The Center for Public Integrity interviewed Yellen and reviewed her career through two stints on the Federal Reserve Board and as president of the San Francisco Fed Bank including speeches, meeting transcripts, government testimony and reviews of bank failures.
The picture that emerges is of an overseer who tried to point out dangers in the banking system before the situation came to a crisis in 2008, but who didn't act forcefully against banks that she saw taking excessive risk because she didn't believe she had adequate authority.
After working through the depths of the crisis and having a hand in closing more than a dozen failed banks including Washington Mutual, the largest bank failure in U.S. history Yellen now appears determined to ensure that banks fortify themselves against financial shocks and that regulators have the power to police the system.

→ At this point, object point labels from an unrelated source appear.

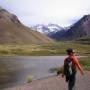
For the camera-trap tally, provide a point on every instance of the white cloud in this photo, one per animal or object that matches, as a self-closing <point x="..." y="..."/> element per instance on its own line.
<point x="45" y="11"/>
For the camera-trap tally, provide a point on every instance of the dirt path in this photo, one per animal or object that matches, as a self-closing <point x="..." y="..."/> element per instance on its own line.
<point x="56" y="83"/>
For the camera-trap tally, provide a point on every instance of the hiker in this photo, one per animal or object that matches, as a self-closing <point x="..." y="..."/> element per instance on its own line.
<point x="71" y="64"/>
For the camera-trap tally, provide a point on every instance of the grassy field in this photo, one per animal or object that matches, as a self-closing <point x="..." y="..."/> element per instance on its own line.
<point x="85" y="62"/>
<point x="43" y="50"/>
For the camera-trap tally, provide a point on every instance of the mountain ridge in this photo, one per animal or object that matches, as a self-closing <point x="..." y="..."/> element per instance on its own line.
<point x="13" y="31"/>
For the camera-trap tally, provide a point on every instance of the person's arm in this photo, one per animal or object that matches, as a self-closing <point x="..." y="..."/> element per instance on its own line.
<point x="79" y="66"/>
<point x="63" y="69"/>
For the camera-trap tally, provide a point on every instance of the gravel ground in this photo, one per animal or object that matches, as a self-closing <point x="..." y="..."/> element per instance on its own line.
<point x="56" y="83"/>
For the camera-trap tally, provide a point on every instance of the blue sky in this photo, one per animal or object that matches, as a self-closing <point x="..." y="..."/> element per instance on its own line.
<point x="62" y="12"/>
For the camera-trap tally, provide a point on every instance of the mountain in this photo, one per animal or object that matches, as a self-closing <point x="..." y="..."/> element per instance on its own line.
<point x="47" y="29"/>
<point x="13" y="31"/>
<point x="78" y="30"/>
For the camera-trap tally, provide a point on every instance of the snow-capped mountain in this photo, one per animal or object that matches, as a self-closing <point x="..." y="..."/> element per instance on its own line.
<point x="47" y="29"/>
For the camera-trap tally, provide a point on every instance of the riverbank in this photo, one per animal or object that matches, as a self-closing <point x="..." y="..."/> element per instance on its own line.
<point x="56" y="83"/>
<point x="57" y="48"/>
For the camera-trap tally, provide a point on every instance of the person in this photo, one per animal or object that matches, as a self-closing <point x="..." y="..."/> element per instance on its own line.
<point x="70" y="71"/>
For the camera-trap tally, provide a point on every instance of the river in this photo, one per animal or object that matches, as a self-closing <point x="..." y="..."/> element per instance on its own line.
<point x="36" y="66"/>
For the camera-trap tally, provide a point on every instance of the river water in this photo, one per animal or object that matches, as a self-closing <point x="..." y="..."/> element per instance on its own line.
<point x="36" y="66"/>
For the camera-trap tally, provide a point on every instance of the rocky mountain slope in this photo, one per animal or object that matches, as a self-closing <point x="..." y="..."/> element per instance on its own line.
<point x="13" y="31"/>
<point x="78" y="30"/>
<point x="48" y="29"/>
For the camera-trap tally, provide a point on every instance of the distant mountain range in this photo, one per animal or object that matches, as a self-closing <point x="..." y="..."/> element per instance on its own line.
<point x="78" y="30"/>
<point x="48" y="29"/>
<point x="13" y="31"/>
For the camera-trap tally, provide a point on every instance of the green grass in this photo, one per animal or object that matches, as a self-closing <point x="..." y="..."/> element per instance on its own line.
<point x="85" y="62"/>
<point x="43" y="50"/>
<point x="57" y="70"/>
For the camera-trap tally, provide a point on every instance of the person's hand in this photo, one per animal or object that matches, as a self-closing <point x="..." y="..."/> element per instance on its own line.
<point x="82" y="72"/>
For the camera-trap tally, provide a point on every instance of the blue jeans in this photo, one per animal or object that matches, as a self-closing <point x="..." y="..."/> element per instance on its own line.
<point x="71" y="82"/>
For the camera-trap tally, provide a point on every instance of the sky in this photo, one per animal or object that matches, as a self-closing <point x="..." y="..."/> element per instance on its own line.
<point x="61" y="12"/>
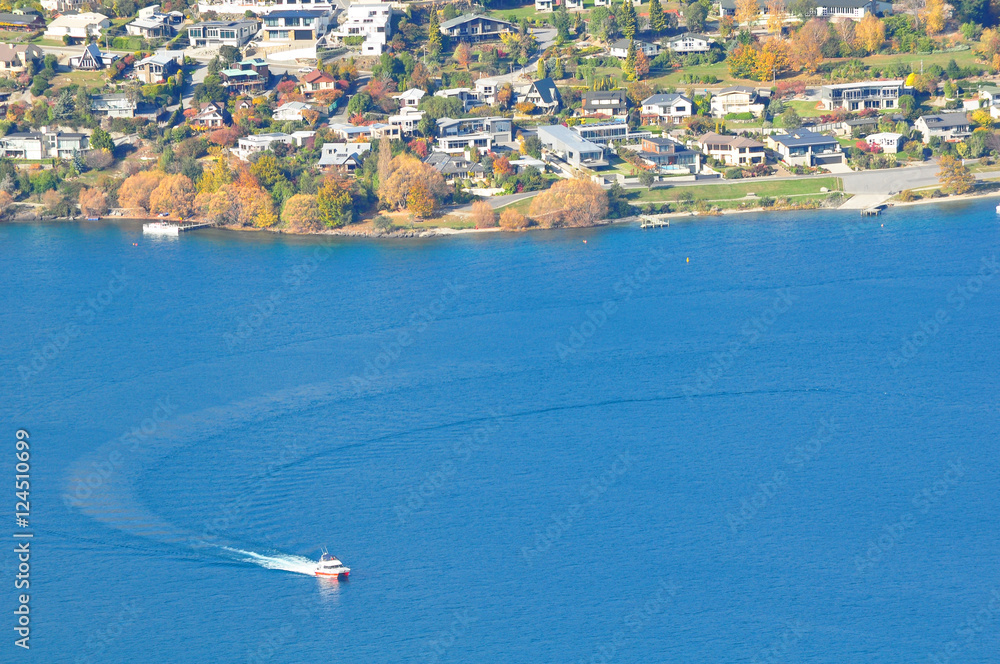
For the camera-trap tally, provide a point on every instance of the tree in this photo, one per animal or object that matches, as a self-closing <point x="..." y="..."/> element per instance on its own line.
<point x="483" y="215"/>
<point x="334" y="203"/>
<point x="934" y="15"/>
<point x="301" y="212"/>
<point x="407" y="171"/>
<point x="463" y="55"/>
<point x="628" y="66"/>
<point x="776" y="16"/>
<point x="628" y="20"/>
<point x="173" y="195"/>
<point x="657" y="18"/>
<point x="101" y="140"/>
<point x="134" y="192"/>
<point x="807" y="45"/>
<point x="747" y="12"/>
<point x="577" y="202"/>
<point x="420" y="202"/>
<point x="742" y="61"/>
<point x="6" y="201"/>
<point x="435" y="42"/>
<point x="871" y="33"/>
<point x="384" y="159"/>
<point x="955" y="176"/>
<point x="772" y="59"/>
<point x="694" y="17"/>
<point x="641" y="65"/>
<point x="512" y="220"/>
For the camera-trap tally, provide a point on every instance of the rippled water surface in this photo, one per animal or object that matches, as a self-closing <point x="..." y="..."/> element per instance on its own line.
<point x="769" y="437"/>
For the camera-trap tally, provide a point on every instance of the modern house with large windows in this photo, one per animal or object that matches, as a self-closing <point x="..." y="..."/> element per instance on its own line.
<point x="866" y="94"/>
<point x="222" y="33"/>
<point x="475" y="28"/>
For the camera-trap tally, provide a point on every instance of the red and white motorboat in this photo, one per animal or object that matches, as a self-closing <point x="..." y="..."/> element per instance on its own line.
<point x="330" y="566"/>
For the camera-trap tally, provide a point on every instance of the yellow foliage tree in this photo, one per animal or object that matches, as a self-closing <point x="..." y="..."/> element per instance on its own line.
<point x="776" y="16"/>
<point x="134" y="192"/>
<point x="871" y="33"/>
<point x="934" y="14"/>
<point x="577" y="202"/>
<point x="174" y="195"/>
<point x="747" y="11"/>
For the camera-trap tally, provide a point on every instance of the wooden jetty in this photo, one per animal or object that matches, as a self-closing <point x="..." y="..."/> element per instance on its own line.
<point x="873" y="211"/>
<point x="653" y="222"/>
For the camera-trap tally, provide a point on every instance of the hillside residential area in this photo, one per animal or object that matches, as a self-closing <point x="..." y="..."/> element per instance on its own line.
<point x="373" y="117"/>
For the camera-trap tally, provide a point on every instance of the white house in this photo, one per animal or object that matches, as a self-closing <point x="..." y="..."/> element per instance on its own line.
<point x="853" y="9"/>
<point x="410" y="98"/>
<point x="407" y="119"/>
<point x="78" y="26"/>
<point x="946" y="126"/>
<point x="889" y="142"/>
<point x="666" y="108"/>
<point x="690" y="42"/>
<point x="620" y="48"/>
<point x="291" y="111"/>
<point x="736" y="99"/>
<point x="43" y="144"/>
<point x="373" y="21"/>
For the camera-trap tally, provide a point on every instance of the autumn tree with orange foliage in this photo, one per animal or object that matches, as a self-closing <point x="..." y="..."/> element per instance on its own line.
<point x="572" y="203"/>
<point x="405" y="172"/>
<point x="463" y="55"/>
<point x="174" y="195"/>
<point x="807" y="45"/>
<point x="301" y="212"/>
<point x="134" y="192"/>
<point x="420" y="201"/>
<point x="772" y="59"/>
<point x="93" y="202"/>
<point x="870" y="33"/>
<point x="747" y="11"/>
<point x="512" y="220"/>
<point x="483" y="215"/>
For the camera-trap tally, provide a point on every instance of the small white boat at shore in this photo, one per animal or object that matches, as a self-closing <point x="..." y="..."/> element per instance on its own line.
<point x="330" y="566"/>
<point x="161" y="228"/>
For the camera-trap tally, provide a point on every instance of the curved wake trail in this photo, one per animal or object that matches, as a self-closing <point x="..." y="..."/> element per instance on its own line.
<point x="281" y="561"/>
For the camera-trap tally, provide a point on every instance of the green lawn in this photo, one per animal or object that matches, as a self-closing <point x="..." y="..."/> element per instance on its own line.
<point x="808" y="109"/>
<point x="739" y="189"/>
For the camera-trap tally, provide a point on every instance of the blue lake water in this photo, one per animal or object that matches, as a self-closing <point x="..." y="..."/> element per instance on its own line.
<point x="750" y="438"/>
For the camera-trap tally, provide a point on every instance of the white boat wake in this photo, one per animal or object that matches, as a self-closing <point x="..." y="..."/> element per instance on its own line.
<point x="282" y="561"/>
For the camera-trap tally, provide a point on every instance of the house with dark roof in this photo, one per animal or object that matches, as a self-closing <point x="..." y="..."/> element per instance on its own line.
<point x="222" y="33"/>
<point x="669" y="156"/>
<point x="542" y="93"/>
<point x="666" y="108"/>
<point x="611" y="104"/>
<point x="570" y="147"/>
<point x="455" y="166"/>
<point x="43" y="144"/>
<point x="211" y="115"/>
<point x="853" y="9"/>
<point x="475" y="28"/>
<point x="690" y="42"/>
<point x="27" y="22"/>
<point x="15" y="58"/>
<point x="732" y="150"/>
<point x="806" y="148"/>
<point x="736" y="99"/>
<point x="92" y="59"/>
<point x="949" y="127"/>
<point x="619" y="49"/>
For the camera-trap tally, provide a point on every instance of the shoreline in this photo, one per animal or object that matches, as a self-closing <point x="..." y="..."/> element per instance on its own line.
<point x="443" y="231"/>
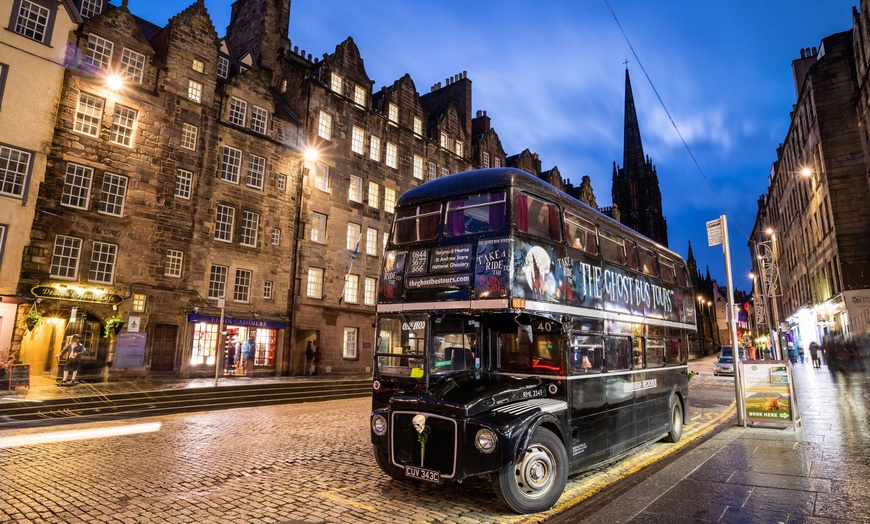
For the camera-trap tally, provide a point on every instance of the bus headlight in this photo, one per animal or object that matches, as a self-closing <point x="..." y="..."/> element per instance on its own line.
<point x="485" y="440"/>
<point x="379" y="425"/>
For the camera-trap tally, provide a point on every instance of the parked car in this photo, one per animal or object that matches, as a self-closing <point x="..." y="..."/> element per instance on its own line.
<point x="724" y="366"/>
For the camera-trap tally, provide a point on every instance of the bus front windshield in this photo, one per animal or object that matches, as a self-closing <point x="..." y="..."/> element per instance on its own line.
<point x="407" y="349"/>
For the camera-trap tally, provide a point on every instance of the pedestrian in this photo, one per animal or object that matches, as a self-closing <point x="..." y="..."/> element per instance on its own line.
<point x="73" y="353"/>
<point x="249" y="351"/>
<point x="309" y="358"/>
<point x="814" y="355"/>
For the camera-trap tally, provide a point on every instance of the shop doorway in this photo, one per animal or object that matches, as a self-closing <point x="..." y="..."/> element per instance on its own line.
<point x="163" y="347"/>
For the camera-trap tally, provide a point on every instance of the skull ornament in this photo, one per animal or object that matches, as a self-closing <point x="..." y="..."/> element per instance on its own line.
<point x="419" y="422"/>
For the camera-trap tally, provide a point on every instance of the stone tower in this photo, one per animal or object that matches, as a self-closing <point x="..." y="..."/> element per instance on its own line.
<point x="635" y="185"/>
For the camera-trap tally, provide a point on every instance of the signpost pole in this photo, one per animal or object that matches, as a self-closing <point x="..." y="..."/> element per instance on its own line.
<point x="717" y="233"/>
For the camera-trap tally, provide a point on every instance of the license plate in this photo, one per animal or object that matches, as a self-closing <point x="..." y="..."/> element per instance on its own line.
<point x="423" y="474"/>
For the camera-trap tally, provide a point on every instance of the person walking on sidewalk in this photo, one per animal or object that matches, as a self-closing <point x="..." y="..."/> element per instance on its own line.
<point x="73" y="353"/>
<point x="249" y="351"/>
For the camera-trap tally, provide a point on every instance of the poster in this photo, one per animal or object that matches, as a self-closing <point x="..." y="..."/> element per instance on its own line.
<point x="767" y="391"/>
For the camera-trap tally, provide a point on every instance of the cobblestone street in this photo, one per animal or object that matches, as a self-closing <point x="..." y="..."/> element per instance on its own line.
<point x="294" y="463"/>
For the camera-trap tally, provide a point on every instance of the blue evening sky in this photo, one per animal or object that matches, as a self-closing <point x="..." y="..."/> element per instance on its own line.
<point x="550" y="75"/>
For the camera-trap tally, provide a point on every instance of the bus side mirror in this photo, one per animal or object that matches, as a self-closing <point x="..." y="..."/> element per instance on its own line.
<point x="525" y="334"/>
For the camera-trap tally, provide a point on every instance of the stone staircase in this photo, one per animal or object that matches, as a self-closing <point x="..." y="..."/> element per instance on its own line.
<point x="161" y="402"/>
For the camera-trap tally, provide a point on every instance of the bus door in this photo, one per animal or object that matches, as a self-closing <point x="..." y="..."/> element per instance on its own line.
<point x="621" y="421"/>
<point x="586" y="387"/>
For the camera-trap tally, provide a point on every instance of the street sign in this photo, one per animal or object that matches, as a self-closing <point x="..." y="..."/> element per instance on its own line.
<point x="714" y="232"/>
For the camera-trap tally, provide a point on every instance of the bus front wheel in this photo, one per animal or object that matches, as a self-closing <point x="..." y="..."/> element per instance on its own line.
<point x="386" y="466"/>
<point x="676" y="431"/>
<point x="536" y="480"/>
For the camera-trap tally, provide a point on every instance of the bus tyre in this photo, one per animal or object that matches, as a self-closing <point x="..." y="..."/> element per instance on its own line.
<point x="536" y="480"/>
<point x="676" y="431"/>
<point x="386" y="466"/>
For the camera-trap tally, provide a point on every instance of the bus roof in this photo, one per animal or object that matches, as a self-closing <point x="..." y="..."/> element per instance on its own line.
<point x="480" y="180"/>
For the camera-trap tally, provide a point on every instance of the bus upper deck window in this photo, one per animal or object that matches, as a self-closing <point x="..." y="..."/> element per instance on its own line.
<point x="537" y="217"/>
<point x="476" y="214"/>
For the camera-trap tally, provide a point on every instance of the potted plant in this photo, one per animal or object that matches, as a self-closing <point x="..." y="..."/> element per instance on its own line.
<point x="32" y="319"/>
<point x="114" y="325"/>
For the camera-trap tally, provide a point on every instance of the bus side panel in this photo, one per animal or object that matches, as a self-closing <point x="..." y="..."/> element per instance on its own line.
<point x="588" y="421"/>
<point x="621" y="432"/>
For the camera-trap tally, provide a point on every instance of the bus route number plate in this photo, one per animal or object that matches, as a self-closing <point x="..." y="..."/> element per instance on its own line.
<point x="423" y="474"/>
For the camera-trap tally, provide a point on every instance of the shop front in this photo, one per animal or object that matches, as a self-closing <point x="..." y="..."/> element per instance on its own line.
<point x="203" y="352"/>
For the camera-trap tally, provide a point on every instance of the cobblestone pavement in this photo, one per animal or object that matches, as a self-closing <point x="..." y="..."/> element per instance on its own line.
<point x="295" y="463"/>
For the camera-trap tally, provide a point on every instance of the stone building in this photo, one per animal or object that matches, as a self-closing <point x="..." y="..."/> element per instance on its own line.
<point x="635" y="189"/>
<point x="811" y="239"/>
<point x="34" y="53"/>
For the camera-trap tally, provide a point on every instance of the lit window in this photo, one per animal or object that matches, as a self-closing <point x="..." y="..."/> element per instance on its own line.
<point x="321" y="178"/>
<point x="99" y="52"/>
<point x="354" y="192"/>
<point x="194" y="91"/>
<point x="393" y="113"/>
<point x="259" y="118"/>
<point x="65" y="257"/>
<point x="392" y="155"/>
<point x="256" y="171"/>
<point x="231" y="164"/>
<point x="132" y="65"/>
<point x="359" y="96"/>
<point x="351" y="289"/>
<point x="217" y="281"/>
<point x="370" y="291"/>
<point x="113" y="195"/>
<point x="77" y="186"/>
<point x="372" y="241"/>
<point x="188" y="136"/>
<point x="123" y="122"/>
<point x="357" y="140"/>
<point x="88" y="114"/>
<point x="91" y="8"/>
<point x="349" y="346"/>
<point x="14" y="168"/>
<point x="314" y="289"/>
<point x="335" y="82"/>
<point x="223" y="225"/>
<point x="318" y="228"/>
<point x="250" y="225"/>
<point x="374" y="194"/>
<point x="418" y="167"/>
<point x="183" y="184"/>
<point x="139" y="302"/>
<point x="242" y="286"/>
<point x="174" y="261"/>
<point x="375" y="149"/>
<point x="103" y="259"/>
<point x="389" y="200"/>
<point x="32" y="21"/>
<point x="324" y="126"/>
<point x="238" y="111"/>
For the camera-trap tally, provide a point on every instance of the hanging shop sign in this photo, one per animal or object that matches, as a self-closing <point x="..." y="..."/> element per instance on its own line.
<point x="76" y="294"/>
<point x="230" y="321"/>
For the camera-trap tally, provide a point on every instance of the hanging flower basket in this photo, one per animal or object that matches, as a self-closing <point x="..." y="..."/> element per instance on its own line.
<point x="114" y="325"/>
<point x="32" y="319"/>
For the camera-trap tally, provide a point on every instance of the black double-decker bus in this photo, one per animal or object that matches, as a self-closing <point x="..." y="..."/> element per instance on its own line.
<point x="523" y="335"/>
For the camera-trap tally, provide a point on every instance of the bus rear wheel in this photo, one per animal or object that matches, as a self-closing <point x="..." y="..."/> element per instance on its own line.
<point x="537" y="479"/>
<point x="676" y="431"/>
<point x="386" y="466"/>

Bernanke's term ends at the end of this year and President Barack Obama has suggested that he may replace him.
If selected for the position, Yellen is unlikely to push for revolutionary change, such as breaking up the biggest banks. However, many expect her to be a tougher regulator than the current Fed chairman, Ben Bernanke, and she appears more willing to take strong action to stop banking giants from putting taxpayers at risk. But even so, the power of the Fed has its limits.
"They can't stop all future crises, but it's up to the Fed to make these crises more or less severe," said Simon Johnson, a professor at the Massachusetts Institute of Technology and author of 13 Bankers: The Wall Street Takeover and the Next Financial Meltdown.
Yellen wants to require big banks to hold more capital, to boost the margin requirements on derivatives trades and to require foreign banks that do business in the U.S. to hold capital in the U.S.
"We would expect her to toughen rules for the biggest banks," said Jaret Seiberg, analyst at Guggenheim Strategies in New York, in a client report. "We believe her elevation to chairman would be negative for the mega banks."